Tengah duduk di semester III Politeknik Kampar (Polkam) yang berkampus di Bangkinang, Kabupaten Kampar, Provinsi Riau; Nur mengaku fasilitas dan bantuan yang ia terima sebagai peserta program beasiswa sawit betada pada tingkat lebih dari cukup.
Dikisahkan Nur, mulai sejak berangkat kuliah dari desanya di Sidadi I, Kecamatan Batang Angkola, Kabupaten Tapanuli Selatan (Tapsel), Provinsi Sumatera Utara (Sumut), pada 2023 lalu ke Kampar, secara finansial praktis Nur tidak pernah lagi membebani orangtuanya.
"Karena apa yang saya terima sebagai peserta program sudah cukup," ungkapnya. "Bahkan pada kondisi-kondisi tertentu saya merasakan berlebih."
Nur mencontohkan, untuk membeli laptop buat mendukung kegiatan perkuliahannya, ia ambilkan dari uang buku yang rutin diterima secara berkala tanpa mengorbankan pengadaan buku-buku yang diperlukan.
Kalau sudah demikian, "Tugas saya, baik sebagai peserta program.maupun anak dari kedua orangtua saya, tinggal mengerahkan segenap pikiran, waktu dan kemampuan untuk mencari dan menggali ilmu yang diajarkan di bangku perkuliahan," bebernya.

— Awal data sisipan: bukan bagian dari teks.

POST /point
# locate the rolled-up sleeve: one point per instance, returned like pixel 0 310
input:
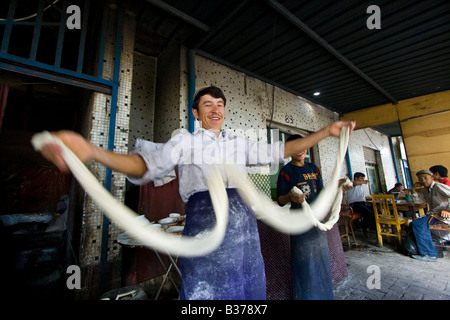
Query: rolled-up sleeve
pixel 159 158
pixel 259 153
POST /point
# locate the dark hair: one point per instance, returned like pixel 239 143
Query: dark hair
pixel 440 169
pixel 358 175
pixel 211 90
pixel 293 137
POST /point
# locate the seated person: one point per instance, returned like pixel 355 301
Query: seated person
pixel 357 200
pixel 437 195
pixel 396 190
pixel 440 174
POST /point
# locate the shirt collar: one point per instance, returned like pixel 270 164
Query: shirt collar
pixel 223 133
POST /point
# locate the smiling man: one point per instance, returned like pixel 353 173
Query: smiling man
pixel 235 271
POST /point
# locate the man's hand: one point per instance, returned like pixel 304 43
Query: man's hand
pixel 75 142
pixel 297 197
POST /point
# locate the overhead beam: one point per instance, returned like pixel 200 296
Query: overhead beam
pixel 219 25
pixel 323 43
pixel 179 14
pixel 407 109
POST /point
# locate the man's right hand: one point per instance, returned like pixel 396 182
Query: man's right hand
pixel 83 149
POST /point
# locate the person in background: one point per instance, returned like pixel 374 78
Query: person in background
pixel 311 269
pixel 355 197
pixel 396 190
pixel 437 195
pixel 235 271
pixel 440 174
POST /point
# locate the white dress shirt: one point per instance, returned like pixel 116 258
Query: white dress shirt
pixel 192 153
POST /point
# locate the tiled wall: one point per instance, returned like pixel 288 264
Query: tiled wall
pixel 100 118
pixel 249 105
pixel 142 99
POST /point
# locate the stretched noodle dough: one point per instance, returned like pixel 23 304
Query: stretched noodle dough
pixel 124 217
pixel 299 220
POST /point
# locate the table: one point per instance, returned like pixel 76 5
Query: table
pixel 403 205
pixel 125 240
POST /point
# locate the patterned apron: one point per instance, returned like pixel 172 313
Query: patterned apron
pixel 235 271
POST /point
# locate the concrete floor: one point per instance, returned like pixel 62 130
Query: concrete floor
pixel 383 273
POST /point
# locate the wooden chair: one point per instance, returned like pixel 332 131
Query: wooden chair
pixel 346 217
pixel 387 220
pixel 441 230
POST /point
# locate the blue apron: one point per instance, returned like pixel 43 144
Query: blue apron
pixel 235 271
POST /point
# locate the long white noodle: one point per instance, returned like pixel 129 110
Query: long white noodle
pixel 299 220
pixel 124 217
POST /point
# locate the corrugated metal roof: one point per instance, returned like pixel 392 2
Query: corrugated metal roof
pixel 408 57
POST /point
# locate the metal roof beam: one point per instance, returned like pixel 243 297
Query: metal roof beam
pixel 219 26
pixel 322 42
pixel 179 14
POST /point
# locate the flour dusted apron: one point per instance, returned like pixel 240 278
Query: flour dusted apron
pixel 235 271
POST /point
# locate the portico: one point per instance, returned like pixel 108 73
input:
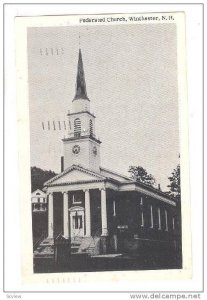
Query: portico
pixel 76 212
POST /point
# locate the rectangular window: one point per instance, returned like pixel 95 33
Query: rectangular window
pixel 173 221
pixel 151 215
pixel 114 208
pixel 159 219
pixel 76 200
pixel 142 219
pixel 166 221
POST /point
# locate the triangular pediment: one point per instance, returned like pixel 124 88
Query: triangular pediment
pixel 74 174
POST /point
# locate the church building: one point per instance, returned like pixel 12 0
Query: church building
pixel 100 209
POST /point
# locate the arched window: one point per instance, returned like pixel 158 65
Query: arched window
pixel 91 127
pixel 77 127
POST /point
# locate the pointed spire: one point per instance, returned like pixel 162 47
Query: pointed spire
pixel 80 92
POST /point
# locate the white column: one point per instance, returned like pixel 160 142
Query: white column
pixel 50 215
pixel 104 213
pixel 65 215
pixel 114 208
pixel 87 213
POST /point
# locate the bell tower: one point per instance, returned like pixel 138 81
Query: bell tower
pixel 81 147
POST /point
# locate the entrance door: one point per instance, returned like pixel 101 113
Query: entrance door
pixel 77 223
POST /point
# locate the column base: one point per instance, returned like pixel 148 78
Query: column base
pixel 104 244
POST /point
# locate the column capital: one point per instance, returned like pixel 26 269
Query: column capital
pixel 102 189
pixel 64 192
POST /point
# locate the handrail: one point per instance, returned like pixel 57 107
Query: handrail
pixel 42 237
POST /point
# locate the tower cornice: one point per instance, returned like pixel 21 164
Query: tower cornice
pixel 81 112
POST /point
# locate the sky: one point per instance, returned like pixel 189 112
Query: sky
pixel 131 80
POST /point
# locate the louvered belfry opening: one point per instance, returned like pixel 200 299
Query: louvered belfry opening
pixel 77 127
pixel 91 127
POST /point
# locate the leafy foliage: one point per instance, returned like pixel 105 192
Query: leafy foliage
pixel 39 177
pixel 140 175
pixel 175 183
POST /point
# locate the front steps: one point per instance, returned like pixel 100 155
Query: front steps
pixel 89 245
pixel 45 249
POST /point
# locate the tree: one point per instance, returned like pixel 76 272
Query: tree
pixel 140 175
pixel 39 177
pixel 175 183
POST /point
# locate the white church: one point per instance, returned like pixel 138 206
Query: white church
pixel 87 202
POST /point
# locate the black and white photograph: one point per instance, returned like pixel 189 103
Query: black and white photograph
pixel 104 145
pixel 103 189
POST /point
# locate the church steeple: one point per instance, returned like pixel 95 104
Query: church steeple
pixel 80 92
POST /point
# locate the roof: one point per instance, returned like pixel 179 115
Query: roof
pixel 38 192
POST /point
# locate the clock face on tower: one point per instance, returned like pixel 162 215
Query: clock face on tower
pixel 76 149
pixel 94 150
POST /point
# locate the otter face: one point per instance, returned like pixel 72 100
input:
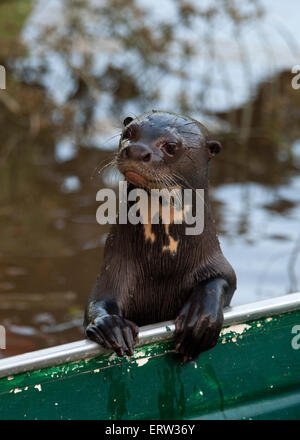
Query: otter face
pixel 162 150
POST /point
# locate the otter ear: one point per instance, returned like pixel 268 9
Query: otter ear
pixel 127 121
pixel 214 147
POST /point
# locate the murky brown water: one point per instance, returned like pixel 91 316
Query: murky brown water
pixel 74 71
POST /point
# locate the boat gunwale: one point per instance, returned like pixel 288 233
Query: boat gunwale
pixel 85 349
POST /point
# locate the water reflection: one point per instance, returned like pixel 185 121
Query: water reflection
pixel 75 69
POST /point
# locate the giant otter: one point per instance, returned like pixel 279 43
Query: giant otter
pixel 154 273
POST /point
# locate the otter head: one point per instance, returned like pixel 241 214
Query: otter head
pixel 161 149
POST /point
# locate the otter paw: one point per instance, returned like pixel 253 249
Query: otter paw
pixel 196 333
pixel 114 332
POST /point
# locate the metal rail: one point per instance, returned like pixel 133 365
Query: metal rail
pixel 85 349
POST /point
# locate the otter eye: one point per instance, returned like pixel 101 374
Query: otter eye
pixel 170 148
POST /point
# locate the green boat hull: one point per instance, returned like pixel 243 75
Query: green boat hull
pixel 252 373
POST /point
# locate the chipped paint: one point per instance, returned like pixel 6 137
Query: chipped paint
pixel 17 390
pixel 239 329
pixel 143 361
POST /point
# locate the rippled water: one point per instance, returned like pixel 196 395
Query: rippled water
pixel 74 71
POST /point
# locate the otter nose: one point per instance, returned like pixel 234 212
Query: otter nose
pixel 137 152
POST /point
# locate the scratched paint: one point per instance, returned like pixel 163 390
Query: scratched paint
pixel 134 388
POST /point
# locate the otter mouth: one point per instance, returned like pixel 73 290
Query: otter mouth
pixel 136 178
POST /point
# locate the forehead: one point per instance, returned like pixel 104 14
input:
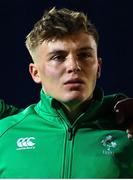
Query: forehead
pixel 71 42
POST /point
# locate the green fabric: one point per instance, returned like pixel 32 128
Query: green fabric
pixel 40 142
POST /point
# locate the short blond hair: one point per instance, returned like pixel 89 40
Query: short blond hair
pixel 56 24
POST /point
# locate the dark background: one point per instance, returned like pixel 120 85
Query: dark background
pixel 113 19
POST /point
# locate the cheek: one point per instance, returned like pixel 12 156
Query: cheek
pixel 49 73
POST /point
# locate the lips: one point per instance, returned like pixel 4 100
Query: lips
pixel 74 81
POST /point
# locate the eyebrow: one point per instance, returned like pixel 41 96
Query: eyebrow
pixel 85 49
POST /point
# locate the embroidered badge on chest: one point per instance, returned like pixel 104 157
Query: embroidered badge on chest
pixel 26 143
pixel 109 145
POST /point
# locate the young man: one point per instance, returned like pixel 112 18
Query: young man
pixel 70 132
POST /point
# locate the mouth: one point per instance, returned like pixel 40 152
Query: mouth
pixel 74 81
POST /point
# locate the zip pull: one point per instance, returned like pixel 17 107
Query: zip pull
pixel 70 133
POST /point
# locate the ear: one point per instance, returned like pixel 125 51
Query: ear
pixel 99 67
pixel 33 69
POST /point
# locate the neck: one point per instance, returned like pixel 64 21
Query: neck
pixel 73 112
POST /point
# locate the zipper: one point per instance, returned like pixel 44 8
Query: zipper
pixel 68 153
pixel 70 133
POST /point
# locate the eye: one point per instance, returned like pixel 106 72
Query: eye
pixel 59 58
pixel 84 55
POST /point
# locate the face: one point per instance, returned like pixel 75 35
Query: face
pixel 67 68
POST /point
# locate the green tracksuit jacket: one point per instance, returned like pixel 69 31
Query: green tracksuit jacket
pixel 7 110
pixel 40 142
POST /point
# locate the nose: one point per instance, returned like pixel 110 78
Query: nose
pixel 72 65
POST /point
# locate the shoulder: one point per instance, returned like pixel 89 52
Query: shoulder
pixel 11 121
pixel 113 98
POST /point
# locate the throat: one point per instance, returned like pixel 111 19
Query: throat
pixel 73 113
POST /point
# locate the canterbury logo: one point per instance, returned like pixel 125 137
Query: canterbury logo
pixel 26 143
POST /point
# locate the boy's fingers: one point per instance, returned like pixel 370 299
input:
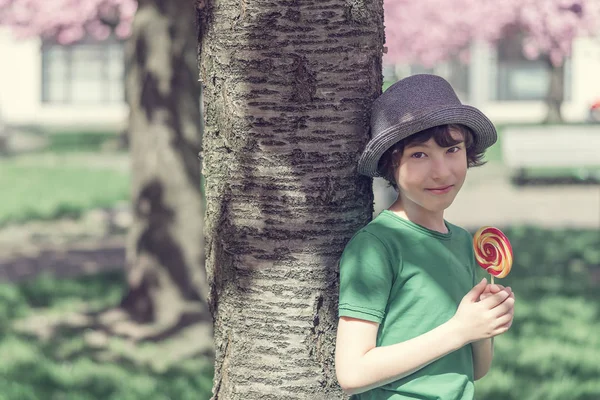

Karena program beasiswa sawit sangat membantu, Nur menyarankan ke depan pelaksanaaan program tersebut agar lebih diperluas dengan melibatkan peserta dalam jumlah yang lebih banyak lagi. "Agar semakin banyak mencetak SDM sawit yang berkualitas," ujarnya.
Sebab, Nur yakin, tidak semua anak petani atau pekerja sawit atau anak kalangan lainnya yang punya kemampuan membiayai perkuliahan anaknya sampai ke jenjang perguruan tinggi, sementara si anak mungkin memiliki bakat untuk mendalami ilmu perkelapasawitan.
Mengilas-balik ke belakang, Nur ditempatkan berkuliah di Polkam Jurusan Teknik Pengolahan Sawit untuk program D3 melalui program beasiswa sawit yang didanai oleh BPDPKS pada tahun 2023 lalu.
"Dikabari oleh saudara saya," ujar anak ke-6 dari tujuh bersaudara ini, saat ditanya dari mana ia mendapat informasi soal penerimaan peserta program beasiswa sawit tersebut.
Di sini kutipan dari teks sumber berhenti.